NTE7426 NAND gate IC won't work

Hi, I'm trying to use an NTE7426 quad NAND gate IC with my Arduino Uno. I have tried prototyping with just an LED and pushbuttons on one of the gates. The LED won't light. I have triple-checked the pinout and my wiring. I have tried replacing the IC and LED. I have checked the polarity on my LED. But it still won't work. Help will be appreciated. Thanks!

Its open-collector... How are you connecting the LED/resistor?

does the LED work? (resistor + voltage)
does the output of the nand gate deliver enough current to light the LED?

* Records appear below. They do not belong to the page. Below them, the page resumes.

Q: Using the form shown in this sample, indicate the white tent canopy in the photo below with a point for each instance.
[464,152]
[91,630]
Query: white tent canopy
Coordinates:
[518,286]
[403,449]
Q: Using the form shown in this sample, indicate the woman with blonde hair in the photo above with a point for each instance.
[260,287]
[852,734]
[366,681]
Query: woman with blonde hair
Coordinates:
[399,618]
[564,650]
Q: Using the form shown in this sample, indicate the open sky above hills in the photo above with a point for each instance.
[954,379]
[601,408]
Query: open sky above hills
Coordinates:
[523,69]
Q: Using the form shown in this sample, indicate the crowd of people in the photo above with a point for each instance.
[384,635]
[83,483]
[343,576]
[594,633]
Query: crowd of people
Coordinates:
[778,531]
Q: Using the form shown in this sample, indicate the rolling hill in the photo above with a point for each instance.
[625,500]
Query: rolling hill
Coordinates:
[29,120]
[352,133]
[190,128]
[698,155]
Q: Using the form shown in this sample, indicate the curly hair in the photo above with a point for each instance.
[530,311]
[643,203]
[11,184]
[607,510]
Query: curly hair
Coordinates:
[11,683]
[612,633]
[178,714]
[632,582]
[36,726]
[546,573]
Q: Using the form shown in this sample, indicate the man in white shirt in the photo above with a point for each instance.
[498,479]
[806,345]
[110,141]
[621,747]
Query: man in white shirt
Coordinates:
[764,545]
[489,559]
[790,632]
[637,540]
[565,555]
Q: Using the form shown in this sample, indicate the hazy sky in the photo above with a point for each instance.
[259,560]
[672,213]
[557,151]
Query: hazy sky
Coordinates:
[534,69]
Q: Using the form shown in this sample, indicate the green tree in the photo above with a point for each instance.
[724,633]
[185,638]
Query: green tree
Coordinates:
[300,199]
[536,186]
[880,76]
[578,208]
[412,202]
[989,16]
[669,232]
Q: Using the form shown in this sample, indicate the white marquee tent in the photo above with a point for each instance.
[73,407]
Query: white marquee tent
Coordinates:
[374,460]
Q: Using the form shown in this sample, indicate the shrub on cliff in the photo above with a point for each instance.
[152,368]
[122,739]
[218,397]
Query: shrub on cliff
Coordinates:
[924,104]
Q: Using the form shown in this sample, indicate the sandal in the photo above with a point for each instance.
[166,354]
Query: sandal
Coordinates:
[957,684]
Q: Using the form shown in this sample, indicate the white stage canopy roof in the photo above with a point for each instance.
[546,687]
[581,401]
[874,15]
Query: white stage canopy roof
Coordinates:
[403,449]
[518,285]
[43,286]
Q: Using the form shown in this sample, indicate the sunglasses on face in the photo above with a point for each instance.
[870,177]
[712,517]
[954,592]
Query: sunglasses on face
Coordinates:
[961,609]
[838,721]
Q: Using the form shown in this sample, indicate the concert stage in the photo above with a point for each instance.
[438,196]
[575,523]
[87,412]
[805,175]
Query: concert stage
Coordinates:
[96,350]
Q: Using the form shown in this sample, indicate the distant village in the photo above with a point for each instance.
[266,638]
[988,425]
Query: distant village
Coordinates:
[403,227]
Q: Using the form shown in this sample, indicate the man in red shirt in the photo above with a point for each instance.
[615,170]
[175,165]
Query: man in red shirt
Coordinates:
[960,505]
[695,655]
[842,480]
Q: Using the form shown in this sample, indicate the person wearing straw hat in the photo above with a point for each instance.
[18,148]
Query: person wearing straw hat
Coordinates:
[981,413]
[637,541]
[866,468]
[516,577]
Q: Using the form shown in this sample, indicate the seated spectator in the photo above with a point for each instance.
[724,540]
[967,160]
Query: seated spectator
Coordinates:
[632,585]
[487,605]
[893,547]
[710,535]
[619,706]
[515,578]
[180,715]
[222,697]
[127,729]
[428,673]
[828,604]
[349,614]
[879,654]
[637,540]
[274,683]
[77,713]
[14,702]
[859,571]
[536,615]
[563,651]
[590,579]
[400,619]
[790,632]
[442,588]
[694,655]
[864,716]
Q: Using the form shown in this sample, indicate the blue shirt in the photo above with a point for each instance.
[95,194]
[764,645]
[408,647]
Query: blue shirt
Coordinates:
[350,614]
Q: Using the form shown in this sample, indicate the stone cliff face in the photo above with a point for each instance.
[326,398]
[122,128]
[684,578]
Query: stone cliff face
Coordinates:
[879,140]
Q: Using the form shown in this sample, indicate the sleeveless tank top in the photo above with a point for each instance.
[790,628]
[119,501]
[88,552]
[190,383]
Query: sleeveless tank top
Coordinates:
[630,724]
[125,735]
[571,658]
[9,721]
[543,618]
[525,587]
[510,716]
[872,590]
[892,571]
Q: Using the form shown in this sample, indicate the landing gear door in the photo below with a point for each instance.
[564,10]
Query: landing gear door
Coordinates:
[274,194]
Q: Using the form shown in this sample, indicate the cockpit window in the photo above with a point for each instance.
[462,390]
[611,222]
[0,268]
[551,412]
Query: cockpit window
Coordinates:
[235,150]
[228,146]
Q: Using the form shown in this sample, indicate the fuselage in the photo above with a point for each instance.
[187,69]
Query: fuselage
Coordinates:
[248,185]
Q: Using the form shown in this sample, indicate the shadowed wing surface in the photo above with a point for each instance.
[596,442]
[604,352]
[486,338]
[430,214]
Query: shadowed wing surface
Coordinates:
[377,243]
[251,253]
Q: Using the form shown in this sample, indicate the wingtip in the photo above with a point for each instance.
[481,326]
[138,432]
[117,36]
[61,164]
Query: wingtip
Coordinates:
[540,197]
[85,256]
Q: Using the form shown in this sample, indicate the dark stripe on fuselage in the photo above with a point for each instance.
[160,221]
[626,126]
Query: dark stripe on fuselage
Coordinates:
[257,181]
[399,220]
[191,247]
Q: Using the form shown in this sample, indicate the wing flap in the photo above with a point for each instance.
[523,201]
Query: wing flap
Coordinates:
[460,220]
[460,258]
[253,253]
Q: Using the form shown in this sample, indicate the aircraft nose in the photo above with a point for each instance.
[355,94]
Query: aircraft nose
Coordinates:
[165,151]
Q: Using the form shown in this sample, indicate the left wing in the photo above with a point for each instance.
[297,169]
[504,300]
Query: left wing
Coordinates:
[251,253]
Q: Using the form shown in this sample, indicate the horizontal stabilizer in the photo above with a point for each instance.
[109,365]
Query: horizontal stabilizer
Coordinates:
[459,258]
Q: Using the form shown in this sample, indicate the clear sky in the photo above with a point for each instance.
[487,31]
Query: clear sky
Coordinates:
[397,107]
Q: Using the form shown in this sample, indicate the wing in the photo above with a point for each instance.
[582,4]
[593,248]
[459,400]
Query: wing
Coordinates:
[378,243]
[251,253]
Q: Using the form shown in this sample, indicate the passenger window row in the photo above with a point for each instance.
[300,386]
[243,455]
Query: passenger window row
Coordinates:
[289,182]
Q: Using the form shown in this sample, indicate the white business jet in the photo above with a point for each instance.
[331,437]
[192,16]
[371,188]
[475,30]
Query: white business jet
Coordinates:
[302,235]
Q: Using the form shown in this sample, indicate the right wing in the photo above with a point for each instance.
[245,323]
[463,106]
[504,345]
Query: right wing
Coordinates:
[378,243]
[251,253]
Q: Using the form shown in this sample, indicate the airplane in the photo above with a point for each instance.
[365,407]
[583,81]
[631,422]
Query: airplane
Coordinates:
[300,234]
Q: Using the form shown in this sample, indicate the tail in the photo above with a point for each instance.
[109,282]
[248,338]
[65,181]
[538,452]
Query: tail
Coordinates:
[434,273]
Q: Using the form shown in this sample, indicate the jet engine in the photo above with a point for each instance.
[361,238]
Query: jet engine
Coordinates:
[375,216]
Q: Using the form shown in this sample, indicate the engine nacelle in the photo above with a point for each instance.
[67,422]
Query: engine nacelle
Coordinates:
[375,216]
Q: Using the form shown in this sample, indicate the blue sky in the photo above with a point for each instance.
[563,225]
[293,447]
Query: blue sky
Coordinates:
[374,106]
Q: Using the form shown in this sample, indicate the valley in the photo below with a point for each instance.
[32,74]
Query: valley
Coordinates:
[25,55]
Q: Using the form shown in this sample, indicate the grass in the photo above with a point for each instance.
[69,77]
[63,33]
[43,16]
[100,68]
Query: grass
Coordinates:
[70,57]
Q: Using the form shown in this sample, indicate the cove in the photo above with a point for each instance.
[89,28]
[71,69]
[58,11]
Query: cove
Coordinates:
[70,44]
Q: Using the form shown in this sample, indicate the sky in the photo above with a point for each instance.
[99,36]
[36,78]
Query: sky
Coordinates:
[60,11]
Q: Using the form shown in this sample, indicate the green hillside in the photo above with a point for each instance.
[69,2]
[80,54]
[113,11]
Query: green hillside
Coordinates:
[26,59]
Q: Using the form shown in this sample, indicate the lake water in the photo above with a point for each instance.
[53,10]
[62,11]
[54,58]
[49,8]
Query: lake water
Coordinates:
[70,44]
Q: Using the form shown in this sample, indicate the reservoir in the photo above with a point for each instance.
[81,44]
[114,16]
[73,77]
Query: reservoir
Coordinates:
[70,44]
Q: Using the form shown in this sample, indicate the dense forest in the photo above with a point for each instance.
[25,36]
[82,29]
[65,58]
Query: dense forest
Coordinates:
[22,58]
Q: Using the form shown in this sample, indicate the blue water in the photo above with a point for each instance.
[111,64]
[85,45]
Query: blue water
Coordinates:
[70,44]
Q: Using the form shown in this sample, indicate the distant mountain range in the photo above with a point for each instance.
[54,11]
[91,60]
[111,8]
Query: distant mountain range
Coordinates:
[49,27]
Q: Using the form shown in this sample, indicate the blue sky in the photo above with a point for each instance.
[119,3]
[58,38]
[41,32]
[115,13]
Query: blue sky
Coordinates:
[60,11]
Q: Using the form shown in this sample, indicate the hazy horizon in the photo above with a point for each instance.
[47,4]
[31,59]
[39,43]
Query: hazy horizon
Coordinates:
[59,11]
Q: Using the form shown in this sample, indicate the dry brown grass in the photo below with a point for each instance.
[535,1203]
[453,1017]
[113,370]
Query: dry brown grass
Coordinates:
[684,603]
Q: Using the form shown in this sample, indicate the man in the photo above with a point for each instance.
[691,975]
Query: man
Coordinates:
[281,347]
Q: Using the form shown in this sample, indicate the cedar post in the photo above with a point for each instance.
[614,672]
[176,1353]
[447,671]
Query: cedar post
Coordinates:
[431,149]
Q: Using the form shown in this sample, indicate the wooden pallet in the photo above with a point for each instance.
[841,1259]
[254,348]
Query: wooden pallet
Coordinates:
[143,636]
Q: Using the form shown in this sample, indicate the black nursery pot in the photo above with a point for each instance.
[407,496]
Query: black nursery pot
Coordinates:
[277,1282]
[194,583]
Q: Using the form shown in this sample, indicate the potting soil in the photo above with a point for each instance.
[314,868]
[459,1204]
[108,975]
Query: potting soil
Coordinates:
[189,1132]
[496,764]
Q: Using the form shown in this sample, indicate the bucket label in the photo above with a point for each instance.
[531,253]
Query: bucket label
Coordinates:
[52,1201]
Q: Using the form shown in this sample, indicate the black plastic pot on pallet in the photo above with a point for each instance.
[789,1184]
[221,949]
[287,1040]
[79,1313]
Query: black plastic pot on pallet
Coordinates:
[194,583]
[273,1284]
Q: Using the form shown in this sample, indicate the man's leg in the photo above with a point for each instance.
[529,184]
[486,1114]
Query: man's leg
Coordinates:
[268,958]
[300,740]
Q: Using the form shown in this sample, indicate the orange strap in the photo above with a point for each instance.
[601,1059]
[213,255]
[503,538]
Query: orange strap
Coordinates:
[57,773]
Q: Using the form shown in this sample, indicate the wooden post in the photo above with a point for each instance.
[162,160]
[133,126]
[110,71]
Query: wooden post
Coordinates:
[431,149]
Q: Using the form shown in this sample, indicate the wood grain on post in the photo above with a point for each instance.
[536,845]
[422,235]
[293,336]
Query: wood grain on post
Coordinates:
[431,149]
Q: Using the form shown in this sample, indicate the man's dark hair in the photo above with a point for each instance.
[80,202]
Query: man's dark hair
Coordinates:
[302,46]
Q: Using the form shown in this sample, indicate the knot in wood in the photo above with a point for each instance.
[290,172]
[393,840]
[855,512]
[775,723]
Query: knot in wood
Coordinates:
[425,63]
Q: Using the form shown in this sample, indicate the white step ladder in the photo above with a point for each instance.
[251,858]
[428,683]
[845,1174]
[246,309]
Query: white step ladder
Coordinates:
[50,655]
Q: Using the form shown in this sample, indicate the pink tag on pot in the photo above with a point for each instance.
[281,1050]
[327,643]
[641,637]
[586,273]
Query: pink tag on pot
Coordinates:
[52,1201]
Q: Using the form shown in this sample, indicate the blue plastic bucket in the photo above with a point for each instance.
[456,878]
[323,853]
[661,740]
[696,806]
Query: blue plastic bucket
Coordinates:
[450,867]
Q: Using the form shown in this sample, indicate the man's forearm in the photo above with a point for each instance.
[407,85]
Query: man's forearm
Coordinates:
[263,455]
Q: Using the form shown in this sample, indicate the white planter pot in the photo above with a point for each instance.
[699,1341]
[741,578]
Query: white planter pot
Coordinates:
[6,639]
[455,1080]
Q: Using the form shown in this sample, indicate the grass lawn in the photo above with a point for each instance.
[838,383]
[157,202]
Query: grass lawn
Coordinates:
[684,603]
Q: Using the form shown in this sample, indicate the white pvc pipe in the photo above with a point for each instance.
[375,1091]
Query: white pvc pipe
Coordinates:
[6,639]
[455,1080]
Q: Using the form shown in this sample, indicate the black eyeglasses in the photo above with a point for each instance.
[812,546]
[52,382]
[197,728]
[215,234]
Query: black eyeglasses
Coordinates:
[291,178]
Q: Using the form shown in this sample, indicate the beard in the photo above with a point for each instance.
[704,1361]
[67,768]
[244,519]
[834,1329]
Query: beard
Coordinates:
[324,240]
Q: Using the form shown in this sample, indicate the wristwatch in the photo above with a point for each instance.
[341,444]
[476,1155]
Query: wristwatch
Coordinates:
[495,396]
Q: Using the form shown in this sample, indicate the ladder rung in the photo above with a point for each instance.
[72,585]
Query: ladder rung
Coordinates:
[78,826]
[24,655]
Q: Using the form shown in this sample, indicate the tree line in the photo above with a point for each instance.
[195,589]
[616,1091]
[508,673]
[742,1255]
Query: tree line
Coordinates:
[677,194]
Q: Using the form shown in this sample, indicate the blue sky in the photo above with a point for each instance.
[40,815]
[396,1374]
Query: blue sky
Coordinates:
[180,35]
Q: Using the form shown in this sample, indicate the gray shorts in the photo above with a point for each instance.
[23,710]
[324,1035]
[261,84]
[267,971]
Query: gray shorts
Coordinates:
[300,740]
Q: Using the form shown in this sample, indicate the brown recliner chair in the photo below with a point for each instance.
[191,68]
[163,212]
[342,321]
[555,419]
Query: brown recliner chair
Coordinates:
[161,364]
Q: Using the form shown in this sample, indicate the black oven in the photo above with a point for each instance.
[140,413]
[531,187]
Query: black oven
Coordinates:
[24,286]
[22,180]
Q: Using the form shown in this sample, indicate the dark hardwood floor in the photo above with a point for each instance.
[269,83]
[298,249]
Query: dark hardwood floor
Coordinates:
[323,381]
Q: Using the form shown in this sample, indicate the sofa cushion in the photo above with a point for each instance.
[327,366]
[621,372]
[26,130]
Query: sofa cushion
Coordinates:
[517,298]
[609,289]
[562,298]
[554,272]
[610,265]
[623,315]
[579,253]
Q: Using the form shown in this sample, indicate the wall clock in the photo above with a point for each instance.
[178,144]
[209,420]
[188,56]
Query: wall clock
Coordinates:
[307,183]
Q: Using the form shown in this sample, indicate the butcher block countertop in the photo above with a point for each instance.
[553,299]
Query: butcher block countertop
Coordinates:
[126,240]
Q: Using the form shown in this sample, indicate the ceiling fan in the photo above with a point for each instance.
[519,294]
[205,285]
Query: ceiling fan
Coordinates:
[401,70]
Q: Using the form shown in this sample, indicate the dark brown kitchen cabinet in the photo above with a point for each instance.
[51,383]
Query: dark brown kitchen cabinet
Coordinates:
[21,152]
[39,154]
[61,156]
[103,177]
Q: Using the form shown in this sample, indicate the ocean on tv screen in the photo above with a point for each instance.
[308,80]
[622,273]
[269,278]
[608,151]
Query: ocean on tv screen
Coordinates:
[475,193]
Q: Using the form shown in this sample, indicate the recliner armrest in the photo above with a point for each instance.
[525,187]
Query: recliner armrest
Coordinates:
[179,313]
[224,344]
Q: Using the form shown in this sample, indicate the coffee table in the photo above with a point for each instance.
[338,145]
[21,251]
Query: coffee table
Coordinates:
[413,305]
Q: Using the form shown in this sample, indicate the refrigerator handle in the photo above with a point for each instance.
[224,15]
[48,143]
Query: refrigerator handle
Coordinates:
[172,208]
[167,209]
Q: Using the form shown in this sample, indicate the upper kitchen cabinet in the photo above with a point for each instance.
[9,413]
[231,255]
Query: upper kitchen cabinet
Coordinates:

Guess it's easier to see your circuit :slight_smile:

I'm connecting the positive lead of the LED to a resistor and the NAND gate IC. I tried reversing the polarity of the LED, but it still won't work. And when I attach +9v to Vcc on the IC and the positive side of the LED to the NAND gate's output, and the negative side to ground, it lights up. But as soon as I attach the NAND gate's ground, it goes out.

element74:
I’m connecting the positive lead of the LED to a resistor and the NAND gate IC. I tried reversing the polarity of the LED, but it still won’t work. And when I attach +9v to Vcc on the IC and the positive side of the LED to the NAND gate’s output, and the negative side to ground, it lights up. But as soon as I attach the NAND gate’s ground, it goes out.

uh oh.

First rule, unless it’s from the 4000 series (Due to their high voltage tolerances usually up to 12-15v) of IC’s, always look at the data sheet for max voltage specifications.

5.25v is the MAX supply voltage for the NTE7426.

http://www.doctronics.co.uk/pdf_files/hcf4011.pdf

check out the 4011 for this project or lower the voltage and pray to the IC gods for a working chip when you lower the voltage to 5v… now if that checks out and works, try it again use a 300 ohm resistor to your LED (unless you are i’m not scrolling all the way down).

The circuit is still going to be handy to check your NAND logic inputs.

Because its open collector you must connect the LED anode to Vcc and cathode (via
resistor) to the 7426 output since it is only capable of sinking current, not sourcing.

And it you've put more than 5V on any of the 7426 inputs you've likely burnt them out,
TTL is extremely sensitive to overvoltage on the inputs (more so than the Vcc supply
itself which I think is 7V abs max). But 9V is certain death/damage.

Normally with TTL any inputs you want to tie high you do via a 1k resistor to prevent
over-voltage damage.

And really, you paid way too much for that part. Like almost a $1.00 more than you needed to. Friends don't let friends by NTE parts.